Untuk boleh mengqashar shalat, jarak perjalanan yang ditempuh harus mencapai jarak tertentu yang membolehkan mengqashar shalat yang empat rakaat. Namun, berdasarkan penelitian, tidak ada dalil shahih dari Nabi SAW mengenai pembatasan jarak yang memperbolehkan mengqashar shalat.[2]
Ibnu Mundzir dan ulama menyebutkan lebih dari dua puluh pendapat tentang masalah ini. Salah satu pendapat yang lebih kuat, yaitu : Ahmad, Muslim, Abu Daud dan Baihaiqi merirwayatkan dari Yahya bin Yazid katanya :
سَأَلْتُ أَنَسَ بْنَ مَالِكٍ عَنْ قَصْرِ الصَّلاَةِ فَقَالَ أَنْسُ؛ كَانَ النَّبِىُّ ص،م إِذَاخَرَجَ مَسِيْرَةَ ثَلاَثَتِ أَمْيَالٍ أَوْفَرَاسِخَ يُصَلِّى رَكْعَتَيْنِ٠                            
Saya bertanya pada Anas bin Malik perihal mengqashar shalat.

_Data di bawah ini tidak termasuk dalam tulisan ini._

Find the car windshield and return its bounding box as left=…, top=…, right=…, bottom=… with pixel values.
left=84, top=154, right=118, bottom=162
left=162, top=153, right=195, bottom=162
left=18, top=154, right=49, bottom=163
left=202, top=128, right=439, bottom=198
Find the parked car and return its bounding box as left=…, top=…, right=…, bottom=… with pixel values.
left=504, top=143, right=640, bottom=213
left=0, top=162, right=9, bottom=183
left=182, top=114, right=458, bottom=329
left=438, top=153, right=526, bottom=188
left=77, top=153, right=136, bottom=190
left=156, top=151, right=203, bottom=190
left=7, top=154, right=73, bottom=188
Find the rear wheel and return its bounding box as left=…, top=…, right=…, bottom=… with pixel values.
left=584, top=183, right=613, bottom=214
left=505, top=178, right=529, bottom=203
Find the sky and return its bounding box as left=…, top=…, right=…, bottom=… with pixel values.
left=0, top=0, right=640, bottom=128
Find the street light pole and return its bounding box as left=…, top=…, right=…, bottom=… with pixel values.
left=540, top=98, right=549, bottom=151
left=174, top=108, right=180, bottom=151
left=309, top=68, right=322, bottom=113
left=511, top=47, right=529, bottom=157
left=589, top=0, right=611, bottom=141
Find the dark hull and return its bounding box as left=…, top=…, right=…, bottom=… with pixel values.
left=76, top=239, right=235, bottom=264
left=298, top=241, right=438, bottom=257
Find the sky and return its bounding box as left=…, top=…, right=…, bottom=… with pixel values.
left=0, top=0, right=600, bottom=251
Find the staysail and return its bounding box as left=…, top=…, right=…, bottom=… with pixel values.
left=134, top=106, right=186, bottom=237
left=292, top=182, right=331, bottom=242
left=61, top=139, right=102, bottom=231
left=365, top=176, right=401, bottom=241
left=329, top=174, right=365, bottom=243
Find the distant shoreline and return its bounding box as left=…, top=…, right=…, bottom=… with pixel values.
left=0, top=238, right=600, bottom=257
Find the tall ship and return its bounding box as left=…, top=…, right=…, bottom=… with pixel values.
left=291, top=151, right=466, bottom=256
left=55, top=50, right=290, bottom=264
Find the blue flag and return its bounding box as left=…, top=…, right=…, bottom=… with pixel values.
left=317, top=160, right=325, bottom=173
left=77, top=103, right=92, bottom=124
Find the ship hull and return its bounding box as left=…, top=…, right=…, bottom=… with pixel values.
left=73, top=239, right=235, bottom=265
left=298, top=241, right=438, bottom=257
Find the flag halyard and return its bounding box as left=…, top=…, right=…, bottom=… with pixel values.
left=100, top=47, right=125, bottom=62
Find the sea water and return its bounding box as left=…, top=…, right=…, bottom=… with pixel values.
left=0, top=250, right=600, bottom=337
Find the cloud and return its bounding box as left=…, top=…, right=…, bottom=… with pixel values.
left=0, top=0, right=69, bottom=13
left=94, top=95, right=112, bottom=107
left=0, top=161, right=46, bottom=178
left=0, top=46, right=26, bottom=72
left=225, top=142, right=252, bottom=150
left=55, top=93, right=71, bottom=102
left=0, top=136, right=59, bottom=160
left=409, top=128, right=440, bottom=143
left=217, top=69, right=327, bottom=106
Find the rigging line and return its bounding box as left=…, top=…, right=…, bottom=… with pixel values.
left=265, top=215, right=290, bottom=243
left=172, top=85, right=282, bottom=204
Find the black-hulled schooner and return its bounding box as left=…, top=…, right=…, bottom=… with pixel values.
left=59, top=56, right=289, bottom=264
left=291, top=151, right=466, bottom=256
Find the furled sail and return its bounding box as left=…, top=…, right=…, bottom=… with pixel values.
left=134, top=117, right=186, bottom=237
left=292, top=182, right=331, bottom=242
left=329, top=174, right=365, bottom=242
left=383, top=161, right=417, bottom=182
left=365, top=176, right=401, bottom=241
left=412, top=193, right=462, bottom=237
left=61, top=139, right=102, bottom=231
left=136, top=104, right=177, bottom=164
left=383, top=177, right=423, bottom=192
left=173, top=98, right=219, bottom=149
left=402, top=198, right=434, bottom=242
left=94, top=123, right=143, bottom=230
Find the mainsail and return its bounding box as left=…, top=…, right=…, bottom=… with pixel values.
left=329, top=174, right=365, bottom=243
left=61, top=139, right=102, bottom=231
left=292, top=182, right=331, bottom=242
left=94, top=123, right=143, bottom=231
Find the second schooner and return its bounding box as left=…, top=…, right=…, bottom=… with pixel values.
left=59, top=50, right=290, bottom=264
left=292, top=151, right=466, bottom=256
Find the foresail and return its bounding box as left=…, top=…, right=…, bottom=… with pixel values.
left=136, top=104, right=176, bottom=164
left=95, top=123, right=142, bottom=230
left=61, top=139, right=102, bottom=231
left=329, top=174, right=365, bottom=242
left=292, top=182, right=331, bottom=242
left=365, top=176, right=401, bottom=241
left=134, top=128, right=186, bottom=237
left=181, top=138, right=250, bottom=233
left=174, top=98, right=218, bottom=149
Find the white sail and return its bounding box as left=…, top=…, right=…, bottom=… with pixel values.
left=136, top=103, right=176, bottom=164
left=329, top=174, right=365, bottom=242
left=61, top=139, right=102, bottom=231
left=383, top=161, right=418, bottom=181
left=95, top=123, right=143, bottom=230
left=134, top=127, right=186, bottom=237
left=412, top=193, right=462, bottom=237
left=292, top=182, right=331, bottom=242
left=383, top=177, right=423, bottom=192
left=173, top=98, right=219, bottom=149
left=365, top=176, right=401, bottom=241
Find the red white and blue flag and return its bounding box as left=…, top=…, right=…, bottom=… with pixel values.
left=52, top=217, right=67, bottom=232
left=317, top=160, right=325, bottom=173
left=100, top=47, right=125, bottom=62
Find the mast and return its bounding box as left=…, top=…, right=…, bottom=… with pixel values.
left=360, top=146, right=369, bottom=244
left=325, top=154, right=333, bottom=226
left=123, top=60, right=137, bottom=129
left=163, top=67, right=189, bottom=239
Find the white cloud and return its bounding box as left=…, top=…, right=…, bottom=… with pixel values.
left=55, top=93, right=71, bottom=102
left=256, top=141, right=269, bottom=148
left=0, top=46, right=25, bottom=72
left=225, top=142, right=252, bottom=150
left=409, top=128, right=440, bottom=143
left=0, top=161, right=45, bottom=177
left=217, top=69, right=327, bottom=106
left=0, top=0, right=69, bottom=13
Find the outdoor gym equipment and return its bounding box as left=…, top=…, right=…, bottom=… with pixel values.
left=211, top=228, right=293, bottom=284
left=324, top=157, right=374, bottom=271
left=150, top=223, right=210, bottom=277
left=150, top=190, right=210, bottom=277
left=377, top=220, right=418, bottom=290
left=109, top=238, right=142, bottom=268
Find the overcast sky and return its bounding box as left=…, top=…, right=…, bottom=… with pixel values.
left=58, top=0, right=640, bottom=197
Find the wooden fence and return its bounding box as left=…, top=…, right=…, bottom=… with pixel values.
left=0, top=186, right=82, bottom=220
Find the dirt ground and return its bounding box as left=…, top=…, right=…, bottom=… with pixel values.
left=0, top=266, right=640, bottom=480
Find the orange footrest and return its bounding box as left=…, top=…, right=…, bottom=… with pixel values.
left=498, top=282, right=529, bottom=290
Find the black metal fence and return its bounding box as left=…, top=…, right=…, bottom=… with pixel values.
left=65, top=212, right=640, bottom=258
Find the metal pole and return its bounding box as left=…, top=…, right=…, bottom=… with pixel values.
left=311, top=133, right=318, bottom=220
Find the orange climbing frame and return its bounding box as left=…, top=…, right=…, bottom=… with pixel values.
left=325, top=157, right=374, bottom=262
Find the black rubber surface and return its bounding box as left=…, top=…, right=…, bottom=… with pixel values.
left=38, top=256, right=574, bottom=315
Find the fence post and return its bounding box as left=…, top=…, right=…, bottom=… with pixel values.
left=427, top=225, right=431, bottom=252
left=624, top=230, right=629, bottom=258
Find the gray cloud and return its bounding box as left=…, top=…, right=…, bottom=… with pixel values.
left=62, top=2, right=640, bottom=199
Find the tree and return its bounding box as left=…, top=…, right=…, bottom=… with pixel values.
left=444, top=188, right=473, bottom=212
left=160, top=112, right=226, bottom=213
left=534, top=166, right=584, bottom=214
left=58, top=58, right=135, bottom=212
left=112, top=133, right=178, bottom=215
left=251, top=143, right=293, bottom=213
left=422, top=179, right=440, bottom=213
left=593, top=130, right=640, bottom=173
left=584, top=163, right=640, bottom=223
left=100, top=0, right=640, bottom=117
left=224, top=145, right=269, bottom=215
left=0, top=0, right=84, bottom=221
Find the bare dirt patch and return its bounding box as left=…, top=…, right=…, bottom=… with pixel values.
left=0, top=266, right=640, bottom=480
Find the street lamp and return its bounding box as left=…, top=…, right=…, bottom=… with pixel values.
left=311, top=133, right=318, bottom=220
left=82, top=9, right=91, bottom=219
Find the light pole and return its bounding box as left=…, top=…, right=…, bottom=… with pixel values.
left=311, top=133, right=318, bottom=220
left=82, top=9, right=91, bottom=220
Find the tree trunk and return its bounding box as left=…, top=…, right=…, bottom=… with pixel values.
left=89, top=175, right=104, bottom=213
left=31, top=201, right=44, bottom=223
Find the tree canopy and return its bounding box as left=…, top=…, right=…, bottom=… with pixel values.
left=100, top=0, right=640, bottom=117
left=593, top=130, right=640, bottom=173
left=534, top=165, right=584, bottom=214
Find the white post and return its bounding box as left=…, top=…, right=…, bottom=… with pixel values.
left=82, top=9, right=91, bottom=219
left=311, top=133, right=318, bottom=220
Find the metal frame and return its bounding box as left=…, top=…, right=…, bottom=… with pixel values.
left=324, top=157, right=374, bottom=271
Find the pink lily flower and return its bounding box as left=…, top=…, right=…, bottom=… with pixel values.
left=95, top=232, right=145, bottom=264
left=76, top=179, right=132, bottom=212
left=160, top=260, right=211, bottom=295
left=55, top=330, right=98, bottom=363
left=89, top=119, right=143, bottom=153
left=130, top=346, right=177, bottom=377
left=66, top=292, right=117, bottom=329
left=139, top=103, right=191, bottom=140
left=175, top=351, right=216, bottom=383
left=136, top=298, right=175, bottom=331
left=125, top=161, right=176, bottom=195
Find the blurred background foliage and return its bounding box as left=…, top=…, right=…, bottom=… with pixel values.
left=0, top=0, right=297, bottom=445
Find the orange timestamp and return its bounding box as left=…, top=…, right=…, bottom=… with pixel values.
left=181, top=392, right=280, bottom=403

Ujarnya:“Rasulullah SAW shalat dua rakaat kalau sudah keluar sejauh tiga mil atau tiga fasakh”.
      Hadits ibnu Hajar mengatakan dalam kitab Al-Fath bahwa inilah hadits yang paling sah dan paling tegas menjelaskan jarak bepergian yang dibolehkan mengqashar itu.[3]
2.      Shalat Jama’
Menjama’ dua shalat ketika berpergian, pada salah satu waktu dari kedua shalat itu, menurut sebagian besar para ahli hukumnya boleh, tanpa ada perbedaan, apakah dilakukannya itu sewaktu berhenti, ataukah selagi dalam perjalanan.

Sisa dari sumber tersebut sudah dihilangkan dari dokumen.